Keesokan harinya aku pulang ke rumah dan mendapati bundaku tidak ada di rumah, dia sudah pergi ke rumah saudaranya karena ia hampir dipukuli oleh ayah gara-gara ia memarahiku sehingga gara-gara aku ia hampir dipukul, tapi tidak. Semua itu terjadi secara alami tanpa ada yang mengadu. Kejadian ini terjadi saat aku libur selama 1 minggu. Akhirnya 4 hari sudah. Alhamdulilah akhirnya bunda dan ayah sudah mulai akur  dan keadaan rumah mulai tentram. 4 hari sudah aku di rumah, panas. Bunda tidak mengizinkanku ke dokter karena akan menghabiskan uang. Tetapi anehnya aku dan bunda selalu saja sakit secara bersamaan. Tapi alhamdulilah ibu sakit selama 2 hari. Saat bunda sembuh aku masih terbarig lemah di tempat tidurku. Bunda menjumpaiku di kamar.

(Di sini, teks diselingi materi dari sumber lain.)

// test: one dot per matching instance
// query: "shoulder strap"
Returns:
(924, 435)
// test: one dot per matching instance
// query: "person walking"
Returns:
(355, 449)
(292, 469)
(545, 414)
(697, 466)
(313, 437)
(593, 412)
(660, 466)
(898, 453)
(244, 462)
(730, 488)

“kenapa kamu ikut-ikutan sakit ?” gara-gara kamu keluarga kita yang merawat bunda jadi berpaling dari bunda dan mereka lebih memilih untuk merawatmu” kata ibu marah.
“aku benar-benar bingung, sampai aku sempat berpikir dan bertanya kepada diriku sendiri.
“ ya allah....siapakah aku? Apakah aku anak kandungnya atau ukan sehingga bundaku sendiri berbuat seperti ini padaku, apa aku pernah melakukan kesalahan besar sehingga ia tidak bisa memaafkanku.
Hari minggupun tiba. Dimana hari aku akan kembali ke kos ku. Saat aku hendak berangkat, nenek, paman-paman, dan bibiku, keluargaku yang lainnya memelukku kecuali ibu. Memelukku sambil menangisdan aku mendengar merwka mengucapkan kalimat.
“ bersabarlah sayang, bersabar nak, bersabarlah dan bersabarlah” hanya kalimat ini yang ku dengar dari setiap ucapan yang mereka keluarkan dan akupun hanya mengucapkan satu kata kepada mereka.” Salam Nada sama bunda, dan tolong bilang kalau Nada sangat menyayanginya. “
Akhir cerita, setelah kejadian itu jarang sekali pulang dan saat aku pulang perlakuan bunda sangat berbeda kepadaku. Terima kasi ya Allah. Engka telah mengijabah doa hamba.